Citibank vice-president (wealth management products) Charles Sik said with the liberalisation of foreign exchange administration rules, coupled with de-pegging of the ringgit, such investments also provided investors the opportunity to diversify their risks and investment portfolios.
“The performance of REITs, via the indices of National Association of Real Estate Investment Trusts (NAREIT) of North America and European Public Real Estate Association (EPRA), has shown that investments in global properties for a period of three, five and 10 years ended August 2005, had outperformed other asset classes in Malaysia such as equities and balanced assets on an absolute and risk-adjusted return,” Sik said during an interview in Kuala Lumpur.

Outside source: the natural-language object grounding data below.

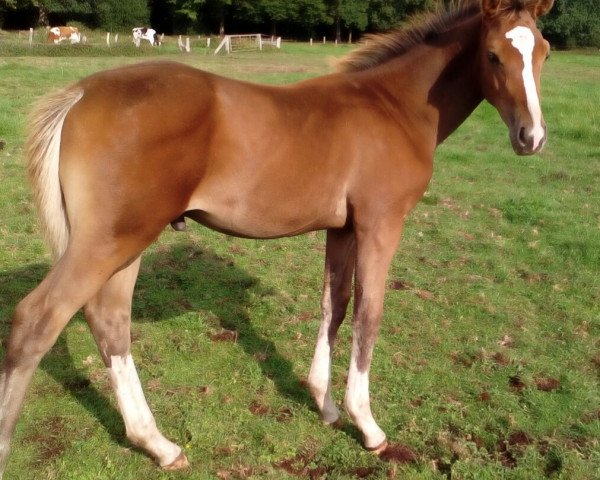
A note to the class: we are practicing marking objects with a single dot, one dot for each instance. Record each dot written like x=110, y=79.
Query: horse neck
x=437, y=82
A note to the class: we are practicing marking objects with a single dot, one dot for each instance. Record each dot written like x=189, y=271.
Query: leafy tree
x=573, y=23
x=387, y=14
x=117, y=15
x=45, y=8
x=352, y=14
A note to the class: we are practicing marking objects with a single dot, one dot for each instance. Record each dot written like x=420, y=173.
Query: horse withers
x=144, y=33
x=57, y=35
x=106, y=190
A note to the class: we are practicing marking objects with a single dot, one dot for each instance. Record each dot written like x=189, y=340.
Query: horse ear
x=541, y=8
x=490, y=8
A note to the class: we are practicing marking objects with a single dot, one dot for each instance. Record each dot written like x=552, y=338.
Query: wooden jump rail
x=260, y=41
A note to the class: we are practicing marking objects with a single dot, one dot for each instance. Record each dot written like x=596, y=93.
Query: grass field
x=488, y=362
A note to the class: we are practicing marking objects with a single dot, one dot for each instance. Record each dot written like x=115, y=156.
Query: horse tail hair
x=42, y=150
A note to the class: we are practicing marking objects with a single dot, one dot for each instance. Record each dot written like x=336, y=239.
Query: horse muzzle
x=527, y=140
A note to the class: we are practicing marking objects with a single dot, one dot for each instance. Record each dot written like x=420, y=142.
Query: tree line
x=571, y=23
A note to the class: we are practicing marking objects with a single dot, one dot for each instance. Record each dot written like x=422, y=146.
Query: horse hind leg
x=337, y=288
x=41, y=316
x=109, y=317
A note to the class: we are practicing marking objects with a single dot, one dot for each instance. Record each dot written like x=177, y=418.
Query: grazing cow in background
x=143, y=33
x=58, y=34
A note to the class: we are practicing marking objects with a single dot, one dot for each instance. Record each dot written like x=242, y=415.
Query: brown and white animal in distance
x=58, y=34
x=143, y=33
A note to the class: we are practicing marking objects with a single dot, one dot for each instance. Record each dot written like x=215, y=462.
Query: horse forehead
x=522, y=38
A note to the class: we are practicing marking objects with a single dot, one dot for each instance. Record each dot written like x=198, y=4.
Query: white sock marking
x=319, y=378
x=523, y=40
x=139, y=422
x=359, y=406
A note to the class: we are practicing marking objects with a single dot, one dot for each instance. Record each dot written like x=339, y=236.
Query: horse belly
x=264, y=215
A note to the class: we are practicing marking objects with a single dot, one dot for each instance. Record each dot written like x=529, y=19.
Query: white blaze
x=523, y=40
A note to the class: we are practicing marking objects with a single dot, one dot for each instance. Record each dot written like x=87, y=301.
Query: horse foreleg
x=375, y=252
x=38, y=320
x=337, y=288
x=109, y=317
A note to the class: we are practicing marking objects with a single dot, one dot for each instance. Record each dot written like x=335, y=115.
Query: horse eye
x=493, y=58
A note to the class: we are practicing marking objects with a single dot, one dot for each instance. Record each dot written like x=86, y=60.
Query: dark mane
x=380, y=48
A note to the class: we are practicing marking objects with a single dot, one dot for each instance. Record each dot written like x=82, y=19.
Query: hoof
x=379, y=449
x=337, y=423
x=180, y=462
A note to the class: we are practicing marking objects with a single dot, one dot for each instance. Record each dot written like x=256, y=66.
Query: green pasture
x=488, y=361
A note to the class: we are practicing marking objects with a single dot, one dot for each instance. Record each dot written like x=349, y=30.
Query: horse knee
x=33, y=332
x=111, y=330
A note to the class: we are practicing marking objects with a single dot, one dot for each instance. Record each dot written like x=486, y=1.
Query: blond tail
x=43, y=152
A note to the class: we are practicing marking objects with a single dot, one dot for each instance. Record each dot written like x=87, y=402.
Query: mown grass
x=488, y=362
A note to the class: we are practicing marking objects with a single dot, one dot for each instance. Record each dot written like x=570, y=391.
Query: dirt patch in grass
x=547, y=384
x=51, y=438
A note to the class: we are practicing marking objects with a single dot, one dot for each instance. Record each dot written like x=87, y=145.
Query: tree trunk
x=42, y=17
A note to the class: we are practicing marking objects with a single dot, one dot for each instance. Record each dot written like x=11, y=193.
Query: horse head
x=512, y=54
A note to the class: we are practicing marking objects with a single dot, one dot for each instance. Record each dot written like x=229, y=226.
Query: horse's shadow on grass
x=166, y=287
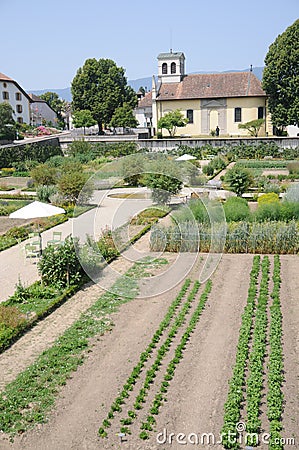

“For example, for a period of 10 years, investments in global properties and REITs registered absolute returns of 187% (in ringgit terms) compared with Malaysian bonds (69%) and equities (28%).
“If we stripped out the effects of currency (RM versus US$) from the Asian financial crisis, global property and REIT indices still provided a decent 135% return over 10 years (in US$ terms).”
The findings over a 10-year period also show that global REITs are a higher-risk asset class compared with Malaysian bonds and other balanced portfolio assets, but slightly less riskier than equities.
He added that although tainted with higher risk, global REITs registered the highest returns among all the three comparative asset classes during the period.
Apart from this, global REITs also provide stable income returns and capital gains in the long run.
“From 1995 to 2004, studies showed that this type of asset class turned in total average returns of 13.5% in markets like North America, Asia and Europe combined,” he said.
Investing in global properties, he noted, would also safeguard one’s wealth against inflation. Performance of the REIT indices (EPRA and NAREIT from Jan 1, 1995 to Aug 31, 2005) showed that average returns from global REIT investments easily outperformed Malaysia’s inflation rate.
For example, average returns from global REITs of 13.5% easily outstripped the average Malaysia’s inflation rate of 2.4% per annum between 1995 and 2004.
Furthermore, global REITs have low correlation with other classes of Malaysian assets and, hence, further improve investors’ diversification portfolio.